You’ve got until the end of January to report how you’ve come along.
Please email us your submissions or tweet them to @thecybersteam or @critdistance with the #BoRT hashtag. Happy blogging!
Suggestions for the Round Table:
- Blogs of the Round Table is not curated. If you write it, we’ll publish it, as long as it’s connected to the topic and has been written specially for BoRT or up to one month prior.
- Think of the BoRT topic as a starting point. Connecting your piece to the topic can be as creative as you want. We’re interested in writing about play, so be playful when you approach the round table!

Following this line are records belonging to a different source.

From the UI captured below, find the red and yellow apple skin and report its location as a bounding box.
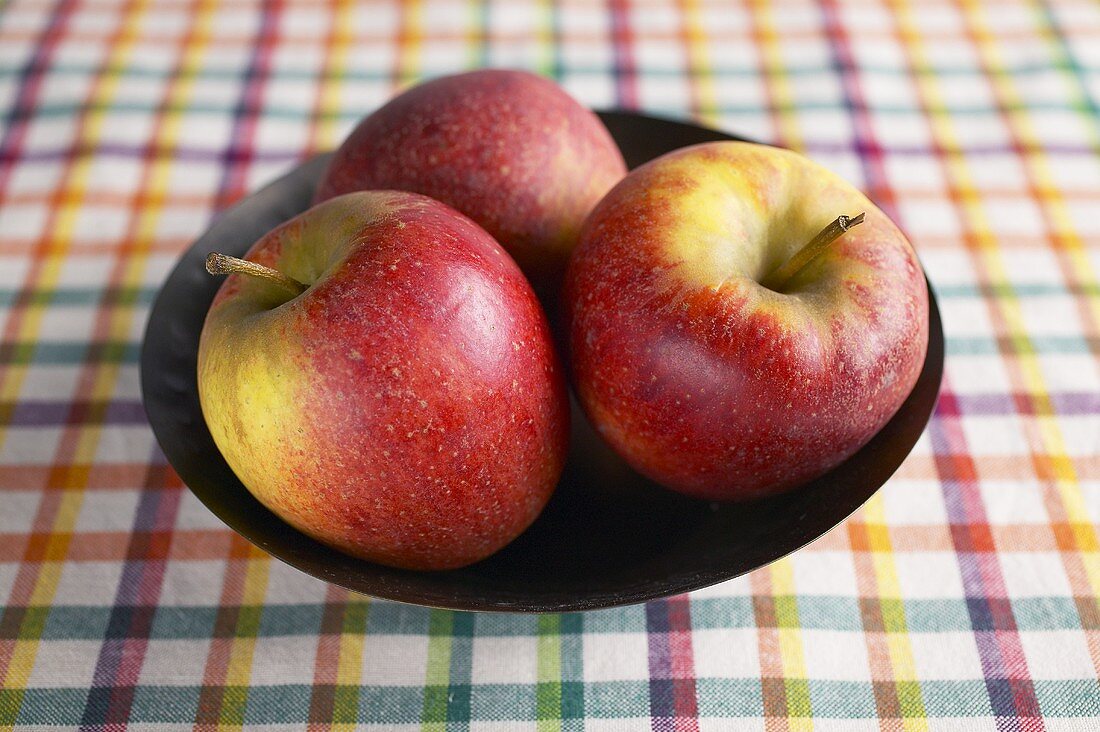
[315,69,626,294]
[198,192,569,569]
[564,142,928,501]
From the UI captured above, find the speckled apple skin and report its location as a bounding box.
[564,143,928,501]
[198,192,569,569]
[315,69,626,291]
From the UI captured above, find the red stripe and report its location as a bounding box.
[608,0,641,109]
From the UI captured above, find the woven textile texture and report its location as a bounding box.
[0,0,1100,732]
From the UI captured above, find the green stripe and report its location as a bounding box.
[10,677,1100,726]
[558,612,586,732]
[536,614,561,732]
[420,610,455,732]
[0,287,156,307]
[29,596,1080,638]
[334,596,372,724]
[10,99,1100,123]
[0,58,1100,81]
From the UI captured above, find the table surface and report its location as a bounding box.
[0,0,1100,731]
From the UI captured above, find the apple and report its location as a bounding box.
[315,69,626,295]
[564,142,928,501]
[198,190,569,569]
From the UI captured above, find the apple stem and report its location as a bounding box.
[761,212,866,293]
[207,252,309,297]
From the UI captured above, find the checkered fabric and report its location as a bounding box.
[0,0,1100,732]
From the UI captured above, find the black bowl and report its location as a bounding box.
[142,112,944,612]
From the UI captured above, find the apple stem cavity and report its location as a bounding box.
[760,212,866,293]
[207,252,309,297]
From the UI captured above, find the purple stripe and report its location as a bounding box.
[956,392,1100,416]
[9,400,145,427]
[928,387,1038,732]
[646,600,677,732]
[80,447,183,730]
[0,142,301,164]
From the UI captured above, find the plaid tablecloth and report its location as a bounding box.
[0,0,1100,732]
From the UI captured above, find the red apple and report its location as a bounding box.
[564,143,928,500]
[315,69,626,289]
[198,192,569,569]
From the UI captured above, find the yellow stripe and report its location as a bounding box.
[0,0,149,708]
[316,0,355,150]
[963,0,1100,597]
[218,545,271,730]
[862,493,928,732]
[750,0,804,150]
[397,0,424,87]
[0,0,149,448]
[768,559,814,732]
[683,0,718,124]
[333,592,371,732]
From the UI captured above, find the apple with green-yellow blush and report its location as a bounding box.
[564,142,928,501]
[316,69,626,290]
[198,192,569,569]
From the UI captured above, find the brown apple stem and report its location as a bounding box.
[761,214,866,293]
[207,252,309,297]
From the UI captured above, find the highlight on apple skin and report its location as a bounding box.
[315,69,626,294]
[563,142,928,501]
[198,192,569,569]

- This BoRT post is the home of the discussion: as we receive new submission blogs, we’ll update the ‘BoRT Linkomatic 5000’ so new blogs are reflected on this page immediately. We’ll also use the @critdistance Twitter account to post regular updates, so follow us!
- As a knight of the round table we encourage you to leave a comment on a blog to which you respond with a link to the response piece and give the original writer a ‘right of reply’. Keep the conversation going!
- If your work contains potentially disturbing content, please include a suitable warning at the start.
- You can submit as many articles as you like throughout the month, and it doesn’t matter if they are commercially published, paywalled or available for free but we will need a transcript for paywalled content to be approved.